Since 2021, over a thousand Italian companies have been acquired by foreign institutional investors. This is who they are, from Tim to Radici Group.
The latest prey to end up in the bag of a foreign company is Radici Groupa historic chemical company from Bergamo with 3 thousand employees and more than one billion euros in turnover. He bought it Lone Stara Texan fund, which has achieved yet another transfer of a piece of Made in Italy to the world of international finance and industry. Roots is added to Golden Goose, Prima Insurance, Saras, Ima, Bialettithe fixed network of Timthe gaming division of the group De Agostini and to dozens of other medium-sized companies whose ownership ended up across the border between 2024 and 2025.
Over the last four years, as revealed by the survey results of Kpmgmore than 5 thousand merger and acquisition (M&A) operations have been carried out in Italy: in over 1,400 cases they have seen the entry of a foreign company or fund into an Italian company.
Radici Group moves to the Texan Lone Star fund: Made in Italy continues to speak foreign
This phenomenon is linked to another worrying trend, the progressive emptying of Italian stock exchange: Over the past 10 years, nearly 200 companies have left Business Square and in 43% of cases the delisting coincided with the transfer of control to foreign capital.
We therefore find ourselves in a paradoxical situation, a vicious circle where the river of Italian savings irrigates the big names of Wall Streetwhile a trickle of liquidity flows towards listed Italian companies.

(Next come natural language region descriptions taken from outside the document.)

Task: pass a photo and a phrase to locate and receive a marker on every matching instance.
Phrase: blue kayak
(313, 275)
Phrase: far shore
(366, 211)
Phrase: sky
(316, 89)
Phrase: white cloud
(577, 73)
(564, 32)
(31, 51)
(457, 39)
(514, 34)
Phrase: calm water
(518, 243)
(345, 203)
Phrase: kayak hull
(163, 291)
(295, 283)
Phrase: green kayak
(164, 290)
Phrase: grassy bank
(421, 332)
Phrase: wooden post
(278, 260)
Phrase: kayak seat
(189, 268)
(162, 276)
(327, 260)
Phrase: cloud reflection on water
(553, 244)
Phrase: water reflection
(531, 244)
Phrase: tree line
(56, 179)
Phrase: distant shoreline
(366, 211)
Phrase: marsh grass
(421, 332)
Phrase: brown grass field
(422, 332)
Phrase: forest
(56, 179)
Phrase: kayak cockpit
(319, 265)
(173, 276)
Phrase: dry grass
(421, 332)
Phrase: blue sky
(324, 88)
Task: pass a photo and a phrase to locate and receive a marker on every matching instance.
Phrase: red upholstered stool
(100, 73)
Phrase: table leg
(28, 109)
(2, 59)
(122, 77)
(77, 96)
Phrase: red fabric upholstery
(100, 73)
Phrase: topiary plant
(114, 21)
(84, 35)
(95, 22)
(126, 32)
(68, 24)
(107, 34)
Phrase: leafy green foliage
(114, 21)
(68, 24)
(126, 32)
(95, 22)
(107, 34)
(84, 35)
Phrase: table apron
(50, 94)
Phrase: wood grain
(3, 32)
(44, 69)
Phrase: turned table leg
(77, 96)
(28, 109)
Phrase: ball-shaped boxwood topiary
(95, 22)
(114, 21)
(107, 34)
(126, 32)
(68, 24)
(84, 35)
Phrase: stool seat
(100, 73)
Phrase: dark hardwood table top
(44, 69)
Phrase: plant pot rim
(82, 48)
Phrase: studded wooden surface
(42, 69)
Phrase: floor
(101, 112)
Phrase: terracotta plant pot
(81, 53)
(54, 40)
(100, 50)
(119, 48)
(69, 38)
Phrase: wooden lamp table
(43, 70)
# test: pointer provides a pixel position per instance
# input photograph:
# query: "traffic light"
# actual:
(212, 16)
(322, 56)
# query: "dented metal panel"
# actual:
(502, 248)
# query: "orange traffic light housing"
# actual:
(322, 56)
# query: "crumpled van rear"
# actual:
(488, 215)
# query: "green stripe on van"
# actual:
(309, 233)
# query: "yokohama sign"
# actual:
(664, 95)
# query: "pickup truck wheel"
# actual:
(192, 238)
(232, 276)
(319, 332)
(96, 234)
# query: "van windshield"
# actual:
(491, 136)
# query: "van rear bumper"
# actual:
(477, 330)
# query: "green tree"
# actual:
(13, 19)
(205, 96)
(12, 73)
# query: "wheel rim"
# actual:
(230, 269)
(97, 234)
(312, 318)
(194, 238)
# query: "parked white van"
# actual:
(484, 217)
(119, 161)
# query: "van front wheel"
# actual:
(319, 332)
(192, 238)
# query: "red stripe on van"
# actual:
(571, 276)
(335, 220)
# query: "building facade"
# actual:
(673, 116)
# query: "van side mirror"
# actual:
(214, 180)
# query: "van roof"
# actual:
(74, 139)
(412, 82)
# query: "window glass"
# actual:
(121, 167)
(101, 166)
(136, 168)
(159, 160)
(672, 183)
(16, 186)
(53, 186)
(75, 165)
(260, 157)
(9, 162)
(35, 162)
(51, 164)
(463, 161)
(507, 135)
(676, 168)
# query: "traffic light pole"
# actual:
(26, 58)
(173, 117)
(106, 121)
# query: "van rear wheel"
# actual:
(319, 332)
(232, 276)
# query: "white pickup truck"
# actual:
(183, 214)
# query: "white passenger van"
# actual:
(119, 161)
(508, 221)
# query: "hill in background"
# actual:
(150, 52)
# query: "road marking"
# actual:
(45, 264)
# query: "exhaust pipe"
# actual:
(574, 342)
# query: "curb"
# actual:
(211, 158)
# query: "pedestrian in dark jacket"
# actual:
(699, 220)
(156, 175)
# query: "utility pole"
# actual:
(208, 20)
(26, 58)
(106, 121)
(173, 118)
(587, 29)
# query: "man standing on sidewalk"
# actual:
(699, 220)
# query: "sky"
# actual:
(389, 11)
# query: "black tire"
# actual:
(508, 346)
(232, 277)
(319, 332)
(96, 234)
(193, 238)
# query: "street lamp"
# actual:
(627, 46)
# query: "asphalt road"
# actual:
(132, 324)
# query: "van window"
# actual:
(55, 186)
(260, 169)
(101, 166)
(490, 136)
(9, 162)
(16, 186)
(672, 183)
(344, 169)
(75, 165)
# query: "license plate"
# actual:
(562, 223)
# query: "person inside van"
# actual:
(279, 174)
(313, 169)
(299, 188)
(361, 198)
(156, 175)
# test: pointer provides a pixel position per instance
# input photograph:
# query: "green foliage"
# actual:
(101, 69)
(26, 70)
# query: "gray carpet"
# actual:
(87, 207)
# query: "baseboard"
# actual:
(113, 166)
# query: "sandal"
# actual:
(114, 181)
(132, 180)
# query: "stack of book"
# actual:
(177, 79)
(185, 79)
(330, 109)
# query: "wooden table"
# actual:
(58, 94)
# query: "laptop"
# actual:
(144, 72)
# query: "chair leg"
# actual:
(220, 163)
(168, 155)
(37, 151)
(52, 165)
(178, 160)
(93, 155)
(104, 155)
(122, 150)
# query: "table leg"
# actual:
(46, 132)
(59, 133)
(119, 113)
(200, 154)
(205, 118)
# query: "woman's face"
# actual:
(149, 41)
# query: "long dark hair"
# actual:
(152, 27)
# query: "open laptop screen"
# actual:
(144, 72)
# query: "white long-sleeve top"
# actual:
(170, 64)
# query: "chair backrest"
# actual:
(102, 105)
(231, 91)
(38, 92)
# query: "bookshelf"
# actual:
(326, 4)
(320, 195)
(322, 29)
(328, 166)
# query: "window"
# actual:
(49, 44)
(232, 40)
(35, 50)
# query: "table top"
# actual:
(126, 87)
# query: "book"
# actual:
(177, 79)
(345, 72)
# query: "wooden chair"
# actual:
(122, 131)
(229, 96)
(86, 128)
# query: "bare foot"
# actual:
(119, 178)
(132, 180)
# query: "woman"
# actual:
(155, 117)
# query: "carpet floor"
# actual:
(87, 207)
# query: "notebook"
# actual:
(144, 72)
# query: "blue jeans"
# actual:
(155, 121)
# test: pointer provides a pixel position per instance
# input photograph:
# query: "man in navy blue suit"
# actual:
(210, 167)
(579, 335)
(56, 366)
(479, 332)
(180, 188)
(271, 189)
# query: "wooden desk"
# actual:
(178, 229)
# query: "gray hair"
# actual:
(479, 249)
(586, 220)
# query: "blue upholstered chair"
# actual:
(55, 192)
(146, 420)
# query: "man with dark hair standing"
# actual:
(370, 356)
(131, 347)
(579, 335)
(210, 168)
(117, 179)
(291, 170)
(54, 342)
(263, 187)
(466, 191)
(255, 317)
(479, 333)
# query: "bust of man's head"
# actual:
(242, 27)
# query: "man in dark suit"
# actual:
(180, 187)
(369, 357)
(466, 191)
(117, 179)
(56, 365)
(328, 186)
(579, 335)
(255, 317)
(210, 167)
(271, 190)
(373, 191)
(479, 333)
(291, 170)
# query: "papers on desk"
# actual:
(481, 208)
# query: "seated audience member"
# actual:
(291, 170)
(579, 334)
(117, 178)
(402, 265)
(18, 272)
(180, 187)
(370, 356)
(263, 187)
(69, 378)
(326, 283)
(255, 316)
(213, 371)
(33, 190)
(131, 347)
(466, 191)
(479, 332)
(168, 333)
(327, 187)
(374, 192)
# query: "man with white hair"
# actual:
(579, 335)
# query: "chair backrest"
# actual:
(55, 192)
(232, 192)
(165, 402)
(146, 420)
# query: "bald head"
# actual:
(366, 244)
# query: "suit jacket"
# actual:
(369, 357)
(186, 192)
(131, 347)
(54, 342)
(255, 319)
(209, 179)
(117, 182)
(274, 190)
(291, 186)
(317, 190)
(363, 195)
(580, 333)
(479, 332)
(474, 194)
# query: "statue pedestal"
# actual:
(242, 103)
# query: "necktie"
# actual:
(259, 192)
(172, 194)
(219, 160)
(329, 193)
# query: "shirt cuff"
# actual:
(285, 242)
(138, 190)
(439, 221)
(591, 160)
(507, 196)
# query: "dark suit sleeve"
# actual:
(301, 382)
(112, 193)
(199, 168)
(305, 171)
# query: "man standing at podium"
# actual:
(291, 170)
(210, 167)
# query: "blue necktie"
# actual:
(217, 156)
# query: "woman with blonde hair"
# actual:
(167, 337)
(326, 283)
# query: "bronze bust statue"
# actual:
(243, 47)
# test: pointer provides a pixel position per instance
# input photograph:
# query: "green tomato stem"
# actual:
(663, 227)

Result: our companies are undervalued, cost little and become easy targets for funds. Let’s be clear, there are also Italian groups that are growing through acquisitions abroad, such as Campari, Ferrero, Prysmian, Beretta, Sesa (informatics). But our companies that manage to gain sufficient size to withstand international competition and become giants in their sector are few compared to those that risk ending up in the sights of large multinationals. And now above all about the funds of private equity whose weight is taking on increasingly important dimensions.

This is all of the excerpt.